NASA’s plan is that fission surface power systems could provide reliable power for human exploration of the Moon.  Three contracts, to be awarded through the DOE’s Idaho National Laboratory, valued at approximately $5 million, will fund the development of initial design concepts for a 40-kilowatt class fission power system planned to last at least 10 years in the lunar environment.

Relatively small and lightweight compared to other power systems, fission systems are reliable and could enable continuous power regardless of location, available sunlight, and other natural environmental conditions. A demonstration of such systems on the Moon would pave the way for long-duration missions on the Moon and Mars.

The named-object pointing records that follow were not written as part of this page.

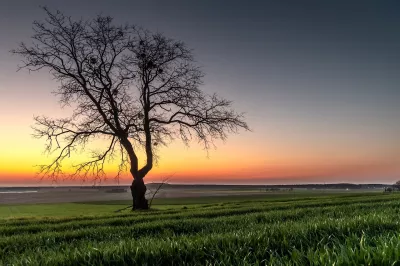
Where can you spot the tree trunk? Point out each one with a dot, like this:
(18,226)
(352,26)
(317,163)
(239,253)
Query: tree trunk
(138,191)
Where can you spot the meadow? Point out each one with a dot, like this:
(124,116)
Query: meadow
(285,229)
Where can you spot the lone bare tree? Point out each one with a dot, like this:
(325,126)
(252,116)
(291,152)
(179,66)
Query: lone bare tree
(134,88)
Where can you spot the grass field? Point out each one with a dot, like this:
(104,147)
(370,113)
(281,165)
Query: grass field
(285,229)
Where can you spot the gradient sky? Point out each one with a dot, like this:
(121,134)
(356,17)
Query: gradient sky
(319,81)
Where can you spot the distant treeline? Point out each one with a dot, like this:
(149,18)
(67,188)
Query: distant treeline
(231,187)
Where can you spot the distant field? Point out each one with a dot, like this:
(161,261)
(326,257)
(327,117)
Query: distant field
(280,229)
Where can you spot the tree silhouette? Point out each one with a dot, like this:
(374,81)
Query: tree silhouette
(127,85)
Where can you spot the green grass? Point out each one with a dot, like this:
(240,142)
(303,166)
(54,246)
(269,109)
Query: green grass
(285,229)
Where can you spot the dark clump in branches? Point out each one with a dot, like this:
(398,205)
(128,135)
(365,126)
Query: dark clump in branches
(136,89)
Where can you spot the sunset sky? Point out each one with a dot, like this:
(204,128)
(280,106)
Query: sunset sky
(318,80)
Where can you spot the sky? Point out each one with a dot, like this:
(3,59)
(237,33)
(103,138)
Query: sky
(318,81)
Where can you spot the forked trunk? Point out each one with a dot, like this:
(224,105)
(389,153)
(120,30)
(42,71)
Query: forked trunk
(138,191)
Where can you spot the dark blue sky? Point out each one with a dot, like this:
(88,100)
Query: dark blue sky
(318,78)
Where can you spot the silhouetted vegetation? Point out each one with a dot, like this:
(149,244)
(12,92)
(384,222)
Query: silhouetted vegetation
(131,87)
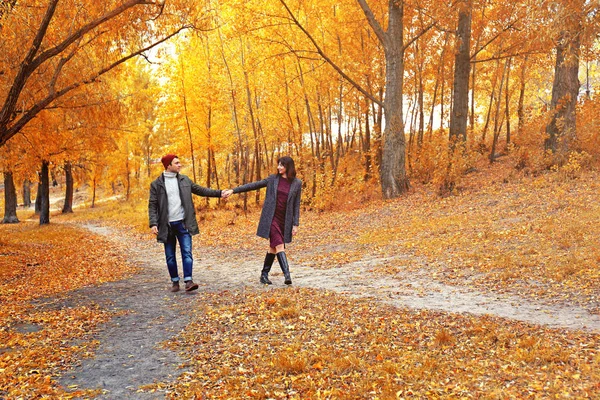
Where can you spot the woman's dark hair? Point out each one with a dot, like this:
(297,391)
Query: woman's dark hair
(290,168)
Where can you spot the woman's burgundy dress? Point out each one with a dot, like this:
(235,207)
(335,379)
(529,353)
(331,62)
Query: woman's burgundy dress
(278,223)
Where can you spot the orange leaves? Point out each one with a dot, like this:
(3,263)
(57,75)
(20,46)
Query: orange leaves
(39,338)
(354,349)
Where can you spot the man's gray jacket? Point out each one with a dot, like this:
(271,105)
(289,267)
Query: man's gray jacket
(292,211)
(158,207)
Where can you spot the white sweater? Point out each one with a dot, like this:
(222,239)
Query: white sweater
(173,199)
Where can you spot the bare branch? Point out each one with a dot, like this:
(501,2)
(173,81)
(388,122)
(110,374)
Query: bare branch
(83,30)
(5,135)
(329,61)
(381,35)
(26,68)
(496,36)
(418,35)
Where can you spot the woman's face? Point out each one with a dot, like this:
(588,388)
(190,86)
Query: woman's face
(281,169)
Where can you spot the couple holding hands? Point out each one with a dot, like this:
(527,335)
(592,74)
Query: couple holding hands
(172,215)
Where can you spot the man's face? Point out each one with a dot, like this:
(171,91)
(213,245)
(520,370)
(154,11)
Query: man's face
(175,166)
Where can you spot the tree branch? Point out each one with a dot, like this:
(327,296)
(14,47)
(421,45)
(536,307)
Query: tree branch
(83,30)
(26,68)
(423,31)
(496,36)
(379,32)
(329,61)
(5,135)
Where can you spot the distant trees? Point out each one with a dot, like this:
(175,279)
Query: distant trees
(369,95)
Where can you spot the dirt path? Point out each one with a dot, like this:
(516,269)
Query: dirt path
(128,356)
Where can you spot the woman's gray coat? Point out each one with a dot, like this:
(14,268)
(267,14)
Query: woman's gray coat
(292,212)
(158,207)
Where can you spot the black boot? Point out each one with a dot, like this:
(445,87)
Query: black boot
(285,267)
(264,275)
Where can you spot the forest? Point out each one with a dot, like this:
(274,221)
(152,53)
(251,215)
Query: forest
(445,146)
(366,97)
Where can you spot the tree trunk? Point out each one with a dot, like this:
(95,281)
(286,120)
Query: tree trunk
(497,123)
(394,181)
(38,197)
(26,193)
(507,101)
(93,192)
(254,128)
(521,107)
(187,117)
(367,145)
(10,200)
(462,65)
(565,88)
(45,194)
(68,206)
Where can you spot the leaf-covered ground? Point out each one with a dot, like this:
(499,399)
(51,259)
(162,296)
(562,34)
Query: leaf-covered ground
(37,341)
(303,343)
(502,233)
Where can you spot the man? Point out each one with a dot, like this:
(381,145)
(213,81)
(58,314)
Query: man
(173,217)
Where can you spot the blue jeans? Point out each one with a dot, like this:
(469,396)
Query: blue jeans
(178,232)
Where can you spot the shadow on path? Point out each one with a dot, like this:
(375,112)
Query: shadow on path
(128,356)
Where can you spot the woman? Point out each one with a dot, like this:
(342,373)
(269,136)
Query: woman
(280,214)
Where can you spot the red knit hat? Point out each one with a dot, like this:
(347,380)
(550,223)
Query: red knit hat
(168,159)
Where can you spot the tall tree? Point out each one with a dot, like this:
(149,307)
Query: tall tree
(45,69)
(462,65)
(10,199)
(565,88)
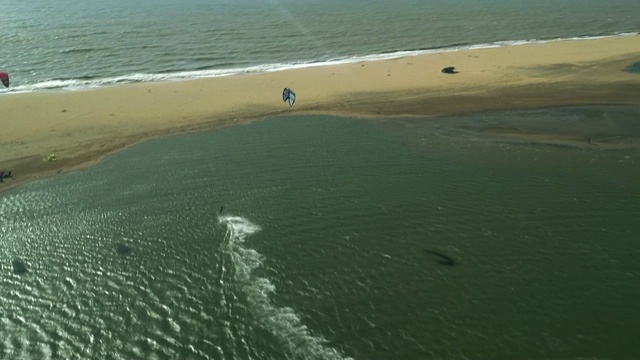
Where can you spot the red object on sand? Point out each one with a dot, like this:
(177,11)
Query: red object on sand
(4,77)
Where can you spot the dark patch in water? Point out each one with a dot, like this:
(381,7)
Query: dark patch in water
(442,258)
(633,68)
(19,266)
(123,249)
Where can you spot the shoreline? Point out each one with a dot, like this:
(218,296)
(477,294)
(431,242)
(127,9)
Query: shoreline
(82,127)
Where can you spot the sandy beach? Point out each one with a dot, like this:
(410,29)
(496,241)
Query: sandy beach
(82,126)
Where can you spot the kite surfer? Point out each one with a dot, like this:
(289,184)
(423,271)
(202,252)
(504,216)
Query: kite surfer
(288,95)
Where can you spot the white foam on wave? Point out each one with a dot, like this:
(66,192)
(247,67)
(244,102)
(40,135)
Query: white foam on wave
(75,84)
(282,322)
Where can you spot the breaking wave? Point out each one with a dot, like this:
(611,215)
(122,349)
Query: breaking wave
(93,82)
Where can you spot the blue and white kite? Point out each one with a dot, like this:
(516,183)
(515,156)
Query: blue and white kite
(287,94)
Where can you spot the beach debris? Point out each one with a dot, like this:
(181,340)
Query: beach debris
(288,94)
(19,266)
(51,158)
(450,70)
(633,68)
(4,77)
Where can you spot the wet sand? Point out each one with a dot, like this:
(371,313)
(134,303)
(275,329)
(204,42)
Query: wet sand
(81,127)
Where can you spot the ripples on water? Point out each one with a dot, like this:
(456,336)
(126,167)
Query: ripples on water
(384,239)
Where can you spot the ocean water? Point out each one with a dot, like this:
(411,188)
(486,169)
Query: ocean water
(87,43)
(335,238)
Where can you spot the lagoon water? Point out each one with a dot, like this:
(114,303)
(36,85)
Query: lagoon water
(339,238)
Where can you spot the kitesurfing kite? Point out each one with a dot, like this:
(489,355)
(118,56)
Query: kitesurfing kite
(287,94)
(4,77)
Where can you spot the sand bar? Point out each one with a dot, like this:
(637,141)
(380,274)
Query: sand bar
(82,126)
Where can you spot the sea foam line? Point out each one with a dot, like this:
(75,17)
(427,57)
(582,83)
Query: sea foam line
(282,322)
(76,84)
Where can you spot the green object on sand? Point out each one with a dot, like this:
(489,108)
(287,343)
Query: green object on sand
(50,157)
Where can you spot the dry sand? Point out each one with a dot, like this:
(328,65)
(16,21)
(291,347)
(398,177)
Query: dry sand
(80,127)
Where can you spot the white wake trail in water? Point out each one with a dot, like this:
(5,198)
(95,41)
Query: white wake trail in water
(282,322)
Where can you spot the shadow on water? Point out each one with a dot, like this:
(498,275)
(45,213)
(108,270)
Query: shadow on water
(442,258)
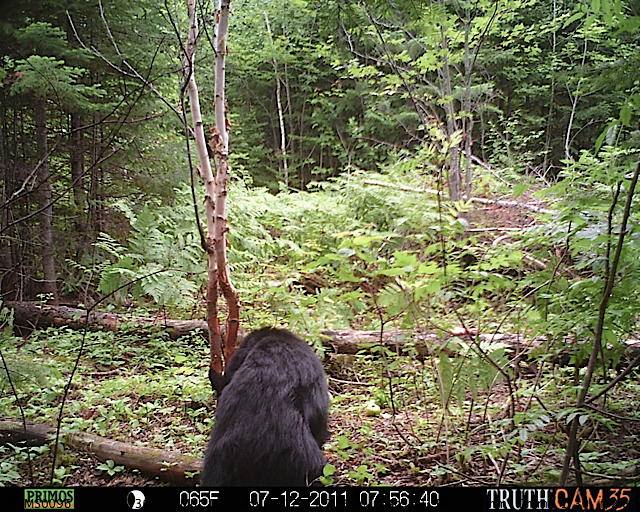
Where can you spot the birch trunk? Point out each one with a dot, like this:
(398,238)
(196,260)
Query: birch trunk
(215,197)
(221,152)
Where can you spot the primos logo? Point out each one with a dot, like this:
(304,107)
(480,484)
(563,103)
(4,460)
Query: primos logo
(49,498)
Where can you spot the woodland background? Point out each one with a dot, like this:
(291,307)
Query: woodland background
(370,142)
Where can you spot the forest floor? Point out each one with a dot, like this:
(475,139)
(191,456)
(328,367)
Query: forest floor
(411,442)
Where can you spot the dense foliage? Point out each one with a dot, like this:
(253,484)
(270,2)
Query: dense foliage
(362,134)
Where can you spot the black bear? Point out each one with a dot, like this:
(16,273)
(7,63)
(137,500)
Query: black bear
(271,419)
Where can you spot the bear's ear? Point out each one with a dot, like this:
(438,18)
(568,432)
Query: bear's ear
(218,381)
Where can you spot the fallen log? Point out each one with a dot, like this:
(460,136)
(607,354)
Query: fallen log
(168,466)
(35,315)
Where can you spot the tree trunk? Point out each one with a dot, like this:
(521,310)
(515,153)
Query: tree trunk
(283,139)
(454,177)
(216,189)
(46,215)
(76,161)
(221,151)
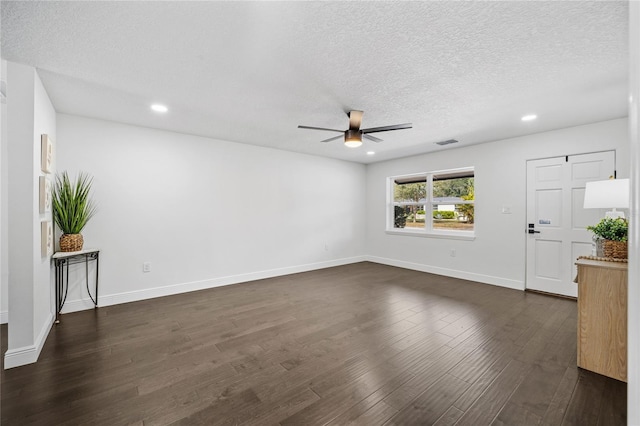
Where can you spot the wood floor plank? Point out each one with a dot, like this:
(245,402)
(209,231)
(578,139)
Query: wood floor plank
(432,404)
(362,344)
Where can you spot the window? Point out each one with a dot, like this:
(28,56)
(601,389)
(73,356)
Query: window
(436,203)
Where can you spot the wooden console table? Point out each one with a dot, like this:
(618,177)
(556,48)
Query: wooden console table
(602,317)
(60,260)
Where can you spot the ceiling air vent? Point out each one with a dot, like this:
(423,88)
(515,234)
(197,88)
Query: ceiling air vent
(447,142)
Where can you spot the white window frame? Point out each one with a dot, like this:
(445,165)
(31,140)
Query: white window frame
(428,230)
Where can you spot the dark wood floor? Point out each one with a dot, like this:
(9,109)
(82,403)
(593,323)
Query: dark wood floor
(359,344)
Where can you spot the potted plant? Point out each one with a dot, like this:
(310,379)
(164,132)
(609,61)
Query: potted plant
(614,233)
(72,208)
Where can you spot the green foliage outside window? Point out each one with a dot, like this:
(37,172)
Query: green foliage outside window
(467,210)
(399,217)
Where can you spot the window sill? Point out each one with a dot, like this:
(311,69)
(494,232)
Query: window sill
(451,235)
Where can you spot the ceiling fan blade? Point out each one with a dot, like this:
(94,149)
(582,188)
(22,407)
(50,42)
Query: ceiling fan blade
(371,138)
(333,138)
(320,128)
(387,128)
(355,119)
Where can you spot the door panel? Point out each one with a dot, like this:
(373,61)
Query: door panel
(555,195)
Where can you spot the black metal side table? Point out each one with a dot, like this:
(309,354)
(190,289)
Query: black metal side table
(62,259)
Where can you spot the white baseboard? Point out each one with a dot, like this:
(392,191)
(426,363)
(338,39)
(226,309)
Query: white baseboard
(28,354)
(486,279)
(150,293)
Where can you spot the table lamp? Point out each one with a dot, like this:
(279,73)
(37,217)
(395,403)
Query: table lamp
(607,194)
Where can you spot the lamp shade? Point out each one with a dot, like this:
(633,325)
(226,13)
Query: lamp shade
(607,194)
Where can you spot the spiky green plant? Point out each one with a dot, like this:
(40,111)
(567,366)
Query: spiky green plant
(72,206)
(614,229)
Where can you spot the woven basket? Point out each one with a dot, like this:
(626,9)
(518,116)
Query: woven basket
(71,242)
(615,249)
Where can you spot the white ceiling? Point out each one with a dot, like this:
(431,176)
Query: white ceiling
(250,72)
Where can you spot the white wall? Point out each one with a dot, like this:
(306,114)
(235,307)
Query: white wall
(29,114)
(4,258)
(633,382)
(205,212)
(497,255)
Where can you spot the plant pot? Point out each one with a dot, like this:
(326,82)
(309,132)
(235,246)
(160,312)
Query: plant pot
(71,242)
(615,249)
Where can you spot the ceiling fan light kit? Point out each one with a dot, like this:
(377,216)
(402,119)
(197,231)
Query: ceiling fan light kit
(353,136)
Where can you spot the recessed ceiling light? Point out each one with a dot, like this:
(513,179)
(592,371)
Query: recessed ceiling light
(159,108)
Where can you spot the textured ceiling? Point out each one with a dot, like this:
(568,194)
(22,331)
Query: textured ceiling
(250,72)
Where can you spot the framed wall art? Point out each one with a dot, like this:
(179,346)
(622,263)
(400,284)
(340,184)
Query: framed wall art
(46,153)
(45,195)
(46,235)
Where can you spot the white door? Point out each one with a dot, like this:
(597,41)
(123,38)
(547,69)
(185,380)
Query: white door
(556,221)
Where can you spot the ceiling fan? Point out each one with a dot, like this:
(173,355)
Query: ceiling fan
(353,136)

The Phase 1 awards will provide NASA critical information from industry that can lead to a joint development of a full flight-certified fission power system. Fission surface power technologies also will help NASA mature nuclear propulsion systems that rely on reactors to generate power. These systems could be used for deep space exploration missions.

Battelle Energy Alliance, the managing and operating contractor for Idaho National Laboratory, led the Request for Proposal development, evaluation, and procurement sponsored by NASA. Idaho National Laboratory will award 12-month contracts to the following companies to each develop preliminary designs.

• Lockheed Martin of Bethesda, Maryland – The company will partner with BWXT and Creare.
• Westinghouse of Cranberry Township, Pennsylvania – The company will partner with Aerojet Rocketdyne.
• IX of Houston, Texas, a joint venture of Intuitive Machines and X-Energy – The company will partner with Maxar and Boeing.

“New technology drives our exploration of the Moon, Mars, and beyond,” said Jim Reuter, associate administrator for NASA’s Space Technology Mission Directorate. “Developing these early designs will help us lay the groundwork for powering our long-term human presence on other worlds.”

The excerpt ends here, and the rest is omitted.